Please see the attached file.

Author Response File: Author Response.pdf

Reviewer 4 Report

The study by Han et al. investigated the anti-inflammation effects of miR-146b-5p in lipopolysaccharide (LPS)-stimulated human dental pulp cells (hDPCs). The results showed that the expression of hsa-miR-146b-5p and pro-inflammatory cytokines was down-regulated by a nuclear factor-kappa B (NF-κB) inhibitor, and expression of hsa-miR-146b-5p was also decreased by a JAK1/2 inhibitor.

 

Following are some concerns which need to be addressed by the authors:

 

1. Include a better rationalization for choice of NF-κB inhibitor and JAK1/2 inhibitor.

 

2. Since there are several mechanisms are involved in pro-inflammatory cytokines, it is highly recommend adding some data about the effect of MAPK pathway.

 

3. Please check the typographical and grammatical errors. Ex. α-Tublin or α-Tubulin?

Author Response

Please see the attached file.

Author Response File: Author Response.pdf

Reviewer 5 Report

Broad comments
The research question is interesting and the techniques used are widely accepted by the biomedical community and were well selected and performed by the authors. Authors performed and spend their time worthily, since both in human in vitro and in vivo animal model have been used. Molecular and protein targets were analyzed properly. 

I appreciated the manuscript that can benefit of some review. Please, kind and expert authors, read and amend my following comments. 

Major comments

1) Figure 3: panel B title has a typo, "avtivity" 

2) TNFa in Figure 3 should be separated because it is not a gene expression result like the left inflammatory markers. Or that is an error on axis to be corrected?

3) figure 4 panel F (IRAK immunofluorescence) is not so clear to me, neither the label on the image. Can you better explain also in its figure legend what is the observation that means the result, i.e. the down-regulation?

4) titles similar to 2.4, 2.5, etc, should be more concise. Now they are not title, they are too long. Please, make shorter them. 

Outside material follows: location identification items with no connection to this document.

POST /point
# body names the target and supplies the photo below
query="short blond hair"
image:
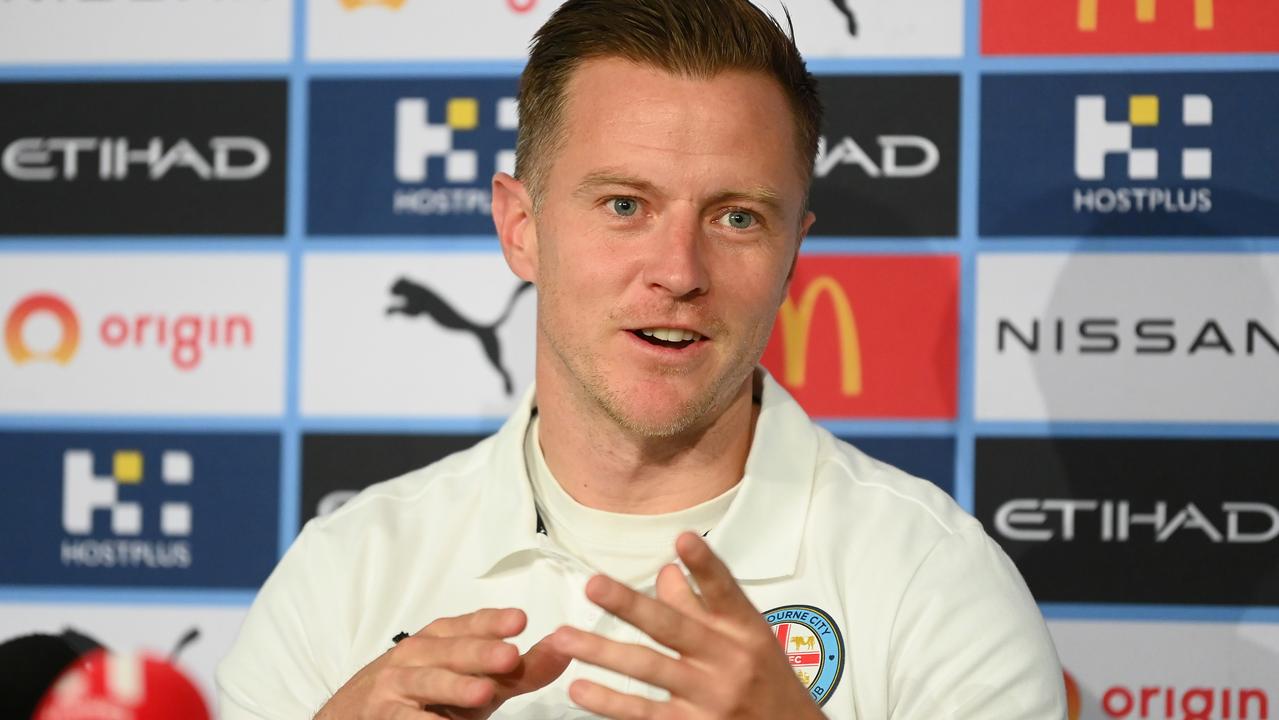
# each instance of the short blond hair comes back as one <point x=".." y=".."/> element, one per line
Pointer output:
<point x="697" y="39"/>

5) Conclusion-related Figures (Biorender scheme) should include hDPCs in the cell cartoon and figure 7 legend (mention also rat tissues). The conclusion should be strictly contextualized. I guess the authors will approve also to confirm the novelty of their study and for auspicabile deserving publication. 

Minor comments

6) What about a hypothetical priming strategy of the DP stem cells by using  such investigated miR? can the authors discuss and suggest a perspective future investigation to change DP therapeutic effect , such as immunodulating and immunosuppressive MSC-like cells? Please consider to add reference for introducing the concept of priming of adult stem cells for regulate and modulate the immune response (10.3390/antibiotics10070750)

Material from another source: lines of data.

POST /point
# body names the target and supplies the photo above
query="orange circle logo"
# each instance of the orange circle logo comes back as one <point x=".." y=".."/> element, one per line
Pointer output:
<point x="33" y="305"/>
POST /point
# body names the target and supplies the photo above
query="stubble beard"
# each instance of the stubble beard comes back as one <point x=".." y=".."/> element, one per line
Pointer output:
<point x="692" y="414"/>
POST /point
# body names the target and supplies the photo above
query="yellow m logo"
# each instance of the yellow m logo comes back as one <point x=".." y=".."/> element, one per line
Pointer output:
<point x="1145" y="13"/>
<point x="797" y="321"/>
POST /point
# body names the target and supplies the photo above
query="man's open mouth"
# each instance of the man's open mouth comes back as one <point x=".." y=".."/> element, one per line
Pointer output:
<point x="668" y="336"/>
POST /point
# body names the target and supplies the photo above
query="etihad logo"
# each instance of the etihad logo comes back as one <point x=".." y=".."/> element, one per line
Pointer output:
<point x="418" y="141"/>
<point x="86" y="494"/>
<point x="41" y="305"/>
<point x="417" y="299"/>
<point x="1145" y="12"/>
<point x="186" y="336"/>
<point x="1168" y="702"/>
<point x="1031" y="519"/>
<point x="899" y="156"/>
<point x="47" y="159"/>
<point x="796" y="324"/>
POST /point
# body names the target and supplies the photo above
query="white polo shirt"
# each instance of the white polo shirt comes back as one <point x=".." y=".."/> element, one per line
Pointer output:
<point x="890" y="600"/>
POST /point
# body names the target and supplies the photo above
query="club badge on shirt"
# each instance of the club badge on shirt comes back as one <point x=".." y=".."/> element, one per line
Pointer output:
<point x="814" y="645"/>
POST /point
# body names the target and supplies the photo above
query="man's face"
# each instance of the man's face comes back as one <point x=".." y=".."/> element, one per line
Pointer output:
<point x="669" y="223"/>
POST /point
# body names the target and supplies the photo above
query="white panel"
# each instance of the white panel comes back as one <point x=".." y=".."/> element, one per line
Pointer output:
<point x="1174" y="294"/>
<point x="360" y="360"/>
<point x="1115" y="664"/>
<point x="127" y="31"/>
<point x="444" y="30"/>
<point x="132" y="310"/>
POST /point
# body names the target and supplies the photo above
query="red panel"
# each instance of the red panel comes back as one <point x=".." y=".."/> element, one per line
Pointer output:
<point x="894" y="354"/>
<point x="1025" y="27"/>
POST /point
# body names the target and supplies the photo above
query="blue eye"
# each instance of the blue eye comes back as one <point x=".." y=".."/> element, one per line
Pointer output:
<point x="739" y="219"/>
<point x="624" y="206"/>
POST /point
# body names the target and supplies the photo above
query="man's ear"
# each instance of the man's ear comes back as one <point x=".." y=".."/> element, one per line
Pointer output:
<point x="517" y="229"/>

7)In both Figure 5 and Figure 6 cytokines are lowercase, but in other figures as uppercase. please correct and make homogeneous style. 

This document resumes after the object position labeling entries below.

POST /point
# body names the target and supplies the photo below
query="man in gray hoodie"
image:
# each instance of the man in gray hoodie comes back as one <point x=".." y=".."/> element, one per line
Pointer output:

8) in Figure 6 there is "Tublin", I am almost sure that it is typo to be changed in "tubulin". Right?

9) the authors can mention that many cells, for example also murine microglial cells (ref. doi.org/10.3390/antiox12040808, this can be added at line 214 together with reference n°14 ) , respond to TLR4 and changes it level upon LPS in vitro stimulation. They wrote at line 204 "selectively", but maybe it can be misinterpreted. 

10) some limitations of this study can be listed honestly by the authors. no one work is perfect. 

Author Response

Please see the attached file.

Author Response File: Author Response.pdf

Round 2

Reviewer 2 Report

No comments

Reviewer 4 Report

I recommend to publish in this present form.

Reviewer 5 Report

All my comments were addressed after authors’ revision. The manuscript quality has been improved and I suggest as suitable to be published.